This summer I had the opportunity to work with a young man from Nigeria whose stories were quite thought provoking and validated our societal need to listen more generously. In our hurry to achieve and accomplish, many of us have lost the capacity for taking in much more than sound bites. The important process of storytelling is transformative for both the listener and the storyteller. I asked Tito to share a few of his insights.

Upon arriving in the United States, at the age of six, I quickly learned to compartmentalize my life into two convenient sections: one Nigerian and one American. Leaving my house on the way to school each morning was like the plane trip here; once I closed the door behind me and took off, I was in a new land.

The rules were different.

The expectations were different.

The behavior was different.

From my perspective, the American spirit is deeply rooted in nationalism, liberty and absolute autonomy. “African Pride” is pride in fierce will, heart and passion; a people broken, but still hopeful in the concept of resurrection and rebirth.

While in high school, the African passion of storytelling found its way into my academic essays only to hear teachers tell me they found my writing “too flowery” or that it had “too much fluff”. “Just state points and wrap up with a cohesive conclusion!” I was simply writing like a storyteller who captures every aspect of the experience that is being stored and catalogued in order to share it all when the awaited opportunity calls. So when asked to write a paper focusing on the pyramids of Egypt, I not only included the dates they were constructed, but also the inspiration they lit within me. How gazing upon such an architectural marvel in a time without modern technology could force a belief in the limitless will of our species. From my perspective the “simple” structure tells an amazing story.

I saw a story in everything, but it seemed sharing them was frowned upon throughout my school years. What I feared most began to manifest; the difference in my culturally derived thinking process became a major liability. People didn’t have time or care to listen to my ideas. I did not see this as uniqueness, but as an internal battle only I was fighting.

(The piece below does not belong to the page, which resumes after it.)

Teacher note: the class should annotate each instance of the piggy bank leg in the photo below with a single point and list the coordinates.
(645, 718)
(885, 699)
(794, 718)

Today, I now know that almost every immigrant undergoes similar challenges. For most of my life I tried to ensure that this difference never became a liability; I have since realized it is my greatest asset. Only when I stopped seeing myself as a product of two irreconcilable cultures and rather as a unique individual with an interesting mix of ideals and perspective, was I able to embrace my identity. Though monumentally different from most of my peers, it was mine. The experiences, the advantages, the challenges…all mine.